Saturday we went to the mall to buy me some shirts. Turns out that nursing shirts are just as weird as I feared (it's also possible that I didn't actually try any on, and was already dismayed by the concept, and just reinforced this feeling by examining them while still on hangars), so we ended up at the Gap, where I bought a bunch of white and black T shirts (solid color, either white or black) on sale. By the end I was exhausted, for sure, but still, this is so far past where I was a week ago Thursday, where I couldn't even contemplate getting to the bathroom in a rest stop. Sunday we went to Target and Costco and I didn't even need to lie down afterwards! True, I was shuffling slowly behind my mom, but still, this is major progress.

I'm noticing a little bit of anxiety lately, which I am attributing to a lack of exercise.
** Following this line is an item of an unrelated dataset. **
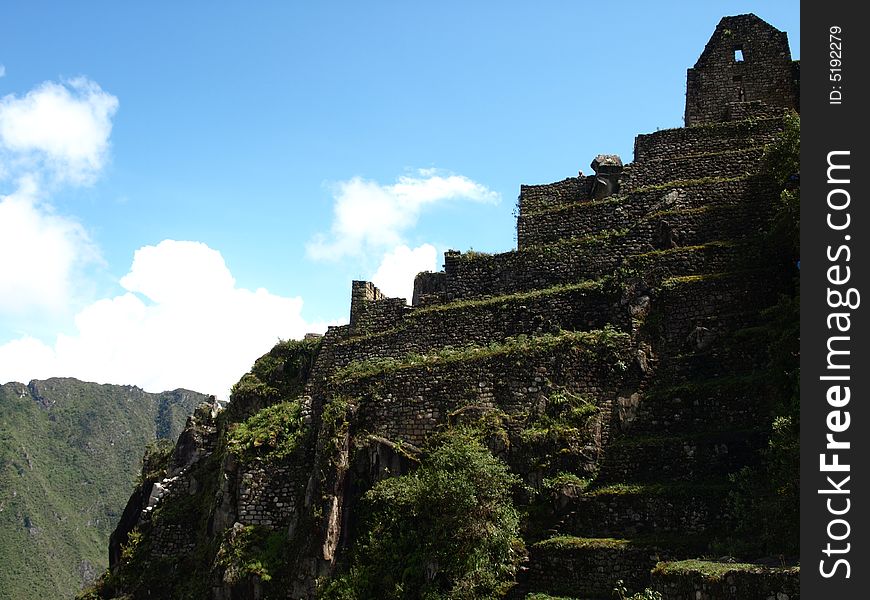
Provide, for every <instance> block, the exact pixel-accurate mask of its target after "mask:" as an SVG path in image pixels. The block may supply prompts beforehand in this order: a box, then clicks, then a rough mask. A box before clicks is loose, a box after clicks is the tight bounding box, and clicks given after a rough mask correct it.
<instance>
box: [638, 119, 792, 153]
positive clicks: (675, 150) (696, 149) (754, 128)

The anxiety is all about ordinary anxiety-producing stuff, like finding out that I am only getting paid for three weeks of disability instead of six, since she was born during the summer when I don't work. And the fact that Liberty Mutual is telling me that my FMLA leave started in July, not September (since my salary is pro-rated over the summer, when I don't work, this would mean I didn't get paid for hours I had previously worked... plus not being eligible for the full twelve weeks off after the summer that I am entitled to). Also what I will do when she grows up and hates my guts and rolls her eyes at me and, god forbid, goes off to college, presumably without me. But it's mostly the first two that I roll around in my brain in the middle of the night.
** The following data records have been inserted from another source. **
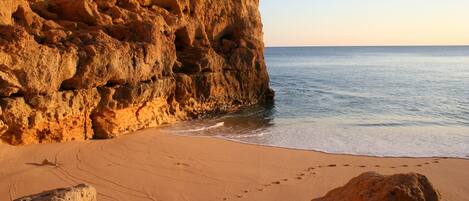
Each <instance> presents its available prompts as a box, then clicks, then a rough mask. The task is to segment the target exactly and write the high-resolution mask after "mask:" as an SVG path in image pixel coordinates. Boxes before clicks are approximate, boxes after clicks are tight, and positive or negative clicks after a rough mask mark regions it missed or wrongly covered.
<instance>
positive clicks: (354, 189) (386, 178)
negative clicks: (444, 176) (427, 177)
mask: <svg viewBox="0 0 469 201" xmlns="http://www.w3.org/2000/svg"><path fill="white" fill-rule="evenodd" d="M438 200H440V196H439V194H438V193H437V191H436V190H435V189H434V188H433V185H432V184H431V183H430V181H429V180H428V179H427V178H426V177H425V176H423V175H420V174H415V173H410V174H397V175H392V176H383V175H380V174H377V173H374V172H368V173H364V174H362V175H360V176H358V177H356V178H354V179H352V180H351V181H350V182H349V183H347V184H346V185H345V186H343V187H340V188H337V189H335V190H332V191H331V192H329V193H328V194H327V195H326V196H325V197H323V198H319V199H314V200H313V201H438Z"/></svg>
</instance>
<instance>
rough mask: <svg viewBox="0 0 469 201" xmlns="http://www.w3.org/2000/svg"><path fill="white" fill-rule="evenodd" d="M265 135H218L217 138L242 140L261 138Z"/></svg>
mask: <svg viewBox="0 0 469 201" xmlns="http://www.w3.org/2000/svg"><path fill="white" fill-rule="evenodd" d="M264 135H265V133H258V134H246V135H220V136H217V137H221V138H227V139H243V138H255V137H262V136H264Z"/></svg>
The cute monkey tushie view of her new duds























"Was it buy low, sell high, or vice versa?"

Co-resting. See, she's still tiny? Those newborn PJ's
won't fit much longer, though.
My rack, not so tiny. 

She's got a firm grip on new Wubbanub and also her cheek,
so she's okay

1 comment:

  1. She's so precious!

    I have no idea how moms with more than one baby handle it - but I figure they figure it out eventually! And babies and kids learn to share mom's attention. As for how'll you'll do it on your own - you'll figure that out, too.

    I hope you get the first two worries sorted out. Money and leave is certainly not anything that you want to be worried about now when your brain is still so affected by postpartum haziness.